Most Singaporeans will have heard of local restaurant chain, Astons, which touts an adequate serving of chicken, fish or beef at a fairly reasonable price. Having thoroughly expanded in the business of Western cuisine, restaurateur Aston Soon is setting his sights a little closer to home this time with his new Japanese store, BIZEN.
Bizen is a city in the Okayama prefecture, famous — not for their beef, but for their pottery. Nevertheless, Soon notes that he was incredibly inspired by the farms he’s visited, and the farmers he’s acquainted himself with, and lo and behold, we have BIZEN.
Situated right in the heart of Singapore at Plaza Singapura’s new ‘phygital’ area NomadX, BIZEN will be a great choice for nights out with friends or dates. And the best thing is, it won’t carve a giant chunk from your wallet — a legitimate concern when dining out in the city.

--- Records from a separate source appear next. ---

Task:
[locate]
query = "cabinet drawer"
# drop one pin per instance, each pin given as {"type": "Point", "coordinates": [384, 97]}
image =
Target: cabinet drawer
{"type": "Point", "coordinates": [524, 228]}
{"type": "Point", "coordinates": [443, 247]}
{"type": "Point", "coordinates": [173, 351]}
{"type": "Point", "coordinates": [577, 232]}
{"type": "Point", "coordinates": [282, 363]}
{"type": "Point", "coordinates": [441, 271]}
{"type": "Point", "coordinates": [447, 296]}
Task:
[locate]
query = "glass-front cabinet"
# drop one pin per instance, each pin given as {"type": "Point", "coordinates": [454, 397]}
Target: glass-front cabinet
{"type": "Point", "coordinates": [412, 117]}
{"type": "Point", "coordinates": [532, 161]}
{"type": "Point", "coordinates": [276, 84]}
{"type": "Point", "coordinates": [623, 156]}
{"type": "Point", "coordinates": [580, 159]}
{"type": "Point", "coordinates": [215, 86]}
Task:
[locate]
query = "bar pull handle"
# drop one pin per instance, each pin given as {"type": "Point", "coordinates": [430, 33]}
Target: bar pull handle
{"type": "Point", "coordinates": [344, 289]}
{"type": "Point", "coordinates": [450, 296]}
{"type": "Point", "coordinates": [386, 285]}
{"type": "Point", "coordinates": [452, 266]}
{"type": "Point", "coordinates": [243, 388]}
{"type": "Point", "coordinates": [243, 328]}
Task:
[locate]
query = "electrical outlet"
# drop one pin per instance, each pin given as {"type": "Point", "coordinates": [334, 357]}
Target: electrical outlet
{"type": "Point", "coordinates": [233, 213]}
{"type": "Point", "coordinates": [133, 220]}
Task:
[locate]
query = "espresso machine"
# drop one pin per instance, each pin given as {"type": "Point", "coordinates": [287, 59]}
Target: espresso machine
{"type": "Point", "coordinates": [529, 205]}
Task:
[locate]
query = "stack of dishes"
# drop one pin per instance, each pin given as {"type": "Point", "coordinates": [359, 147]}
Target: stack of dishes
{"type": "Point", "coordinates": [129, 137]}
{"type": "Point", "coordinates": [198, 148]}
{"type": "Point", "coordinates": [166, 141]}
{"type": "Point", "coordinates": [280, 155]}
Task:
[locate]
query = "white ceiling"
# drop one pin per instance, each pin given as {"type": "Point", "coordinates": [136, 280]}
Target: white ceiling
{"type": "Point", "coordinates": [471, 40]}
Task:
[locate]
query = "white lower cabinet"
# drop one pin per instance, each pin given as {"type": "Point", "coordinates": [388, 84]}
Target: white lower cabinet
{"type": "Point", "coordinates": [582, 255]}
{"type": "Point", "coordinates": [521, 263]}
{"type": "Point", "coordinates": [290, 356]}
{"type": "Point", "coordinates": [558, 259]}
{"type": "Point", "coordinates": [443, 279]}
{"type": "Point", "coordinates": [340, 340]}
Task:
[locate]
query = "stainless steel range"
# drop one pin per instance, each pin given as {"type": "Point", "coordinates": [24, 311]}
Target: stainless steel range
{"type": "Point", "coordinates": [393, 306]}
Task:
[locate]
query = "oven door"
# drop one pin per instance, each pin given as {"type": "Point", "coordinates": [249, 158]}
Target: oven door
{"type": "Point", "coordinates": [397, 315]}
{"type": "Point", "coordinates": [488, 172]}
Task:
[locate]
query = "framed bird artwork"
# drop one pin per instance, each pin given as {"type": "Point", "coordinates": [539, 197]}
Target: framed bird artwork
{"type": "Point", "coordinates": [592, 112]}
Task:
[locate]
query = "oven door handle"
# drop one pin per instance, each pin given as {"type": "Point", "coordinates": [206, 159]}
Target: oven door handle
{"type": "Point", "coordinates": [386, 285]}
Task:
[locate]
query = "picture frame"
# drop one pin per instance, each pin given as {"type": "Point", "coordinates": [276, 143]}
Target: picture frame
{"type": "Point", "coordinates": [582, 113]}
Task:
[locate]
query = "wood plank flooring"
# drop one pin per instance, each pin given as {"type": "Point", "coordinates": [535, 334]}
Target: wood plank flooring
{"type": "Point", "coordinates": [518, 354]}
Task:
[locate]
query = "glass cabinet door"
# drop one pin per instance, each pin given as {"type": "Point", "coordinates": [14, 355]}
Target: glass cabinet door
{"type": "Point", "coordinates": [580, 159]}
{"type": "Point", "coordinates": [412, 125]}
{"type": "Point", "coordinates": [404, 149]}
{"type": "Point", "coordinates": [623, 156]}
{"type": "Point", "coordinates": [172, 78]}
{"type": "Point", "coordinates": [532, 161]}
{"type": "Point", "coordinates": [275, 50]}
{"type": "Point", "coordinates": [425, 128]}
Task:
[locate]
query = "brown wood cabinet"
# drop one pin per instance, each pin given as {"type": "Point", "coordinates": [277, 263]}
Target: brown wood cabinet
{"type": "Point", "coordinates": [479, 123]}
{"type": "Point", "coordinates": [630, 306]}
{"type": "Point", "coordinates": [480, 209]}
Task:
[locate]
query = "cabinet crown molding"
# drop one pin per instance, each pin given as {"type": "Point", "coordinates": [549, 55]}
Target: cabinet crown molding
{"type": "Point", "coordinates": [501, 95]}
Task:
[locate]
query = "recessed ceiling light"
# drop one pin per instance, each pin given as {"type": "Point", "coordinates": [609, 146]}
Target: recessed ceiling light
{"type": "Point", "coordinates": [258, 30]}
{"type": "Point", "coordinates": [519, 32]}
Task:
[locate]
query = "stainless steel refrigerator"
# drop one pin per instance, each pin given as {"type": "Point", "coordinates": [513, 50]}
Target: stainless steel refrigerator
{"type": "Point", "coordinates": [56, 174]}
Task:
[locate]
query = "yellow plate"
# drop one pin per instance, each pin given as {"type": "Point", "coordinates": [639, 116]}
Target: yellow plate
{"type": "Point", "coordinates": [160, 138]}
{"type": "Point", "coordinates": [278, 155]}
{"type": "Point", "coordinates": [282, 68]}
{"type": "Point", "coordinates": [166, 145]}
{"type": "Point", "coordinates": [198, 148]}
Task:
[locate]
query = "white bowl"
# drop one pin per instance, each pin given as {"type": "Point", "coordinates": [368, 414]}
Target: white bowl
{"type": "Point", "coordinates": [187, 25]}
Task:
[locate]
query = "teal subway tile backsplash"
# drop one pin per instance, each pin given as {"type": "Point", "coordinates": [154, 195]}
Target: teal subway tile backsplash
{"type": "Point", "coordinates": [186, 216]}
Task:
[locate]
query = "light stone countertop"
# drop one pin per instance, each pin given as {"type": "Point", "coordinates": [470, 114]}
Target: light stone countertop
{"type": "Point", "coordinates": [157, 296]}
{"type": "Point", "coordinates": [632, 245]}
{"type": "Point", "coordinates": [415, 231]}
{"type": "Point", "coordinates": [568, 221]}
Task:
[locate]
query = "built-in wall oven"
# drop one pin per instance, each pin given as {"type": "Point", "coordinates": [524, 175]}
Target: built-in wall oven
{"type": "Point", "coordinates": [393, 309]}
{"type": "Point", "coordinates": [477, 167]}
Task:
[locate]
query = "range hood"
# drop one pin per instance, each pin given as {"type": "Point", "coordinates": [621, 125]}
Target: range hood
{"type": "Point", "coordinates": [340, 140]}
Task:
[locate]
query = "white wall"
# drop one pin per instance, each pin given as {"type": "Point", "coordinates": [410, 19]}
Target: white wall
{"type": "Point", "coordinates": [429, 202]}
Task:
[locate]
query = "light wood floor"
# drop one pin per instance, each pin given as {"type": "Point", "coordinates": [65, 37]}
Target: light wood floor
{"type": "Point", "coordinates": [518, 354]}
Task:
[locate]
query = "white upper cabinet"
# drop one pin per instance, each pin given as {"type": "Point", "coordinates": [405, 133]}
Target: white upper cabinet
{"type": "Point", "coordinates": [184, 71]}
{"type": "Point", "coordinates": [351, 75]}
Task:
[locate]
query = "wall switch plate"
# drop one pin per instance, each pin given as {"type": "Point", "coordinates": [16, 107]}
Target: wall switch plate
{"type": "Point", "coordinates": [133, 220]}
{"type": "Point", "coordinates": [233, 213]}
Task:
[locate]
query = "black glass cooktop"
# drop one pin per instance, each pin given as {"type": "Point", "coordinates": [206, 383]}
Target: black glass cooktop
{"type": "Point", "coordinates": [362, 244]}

BIZEN offers several cuts of steak on their menu, but unlike most steakhouses out there, they also offer a pretty comprehensive pictogram that’ll pinpoint the exact part of the cow your steak’s going to come from. Sirloin’s always been a popular choice, but we were also invited to try out the Chuck steak during the tasting session, and it cuts just as smoothly as butter.
The wagyu beef you see here’s received a grade of B3 — for everyone who’s gone through Cambridge’s O-Level education system, it’s interpreted a little differently from what you’re used to. B indicates the yield of meat from a cow, and 3 the quality (measured in terms of marbling, colour, texture and luster) — which puts it at average, but it should be noted that quality grading in Japan is stringent and reflects the lowest scoring of the four parameters.
Priced at S$22.90 for 150g, with the option to double up at S$39.90, the Chuck steak gets that melt-in-your-mouth texture down to a tee.
The Sirloin’s flavour is a little heavier, and it’s priced at S$29.90 for 150g, and can be doubled up at S$56.90.
While the steaks take out sixty percent of the cow, the remaining bits are used in the burger patties and rice bowls, so everything on the menu’s authentic wagyu as advertised, Soon promised.
You’ll find the appetisers and sides offered a generally familiar fare, in line with most Japanese eateries around here, although Soon admitted that his Western background comes through as he’s still serving up Caeser salad alongside the chawanmushi (steamed egg custard), which are priced at S$7.90 and S$2.80 respectively.
Soon has put a Japanese spin on the Caesar salad with a dash of katsuobushi. And the chawanmushi’s a sheer fluffy delight.
Considering its price point and location, BIZEN is definitely worth checking out if you’ve a taste for wagyu, but aren’t quite willing to break your bank for it.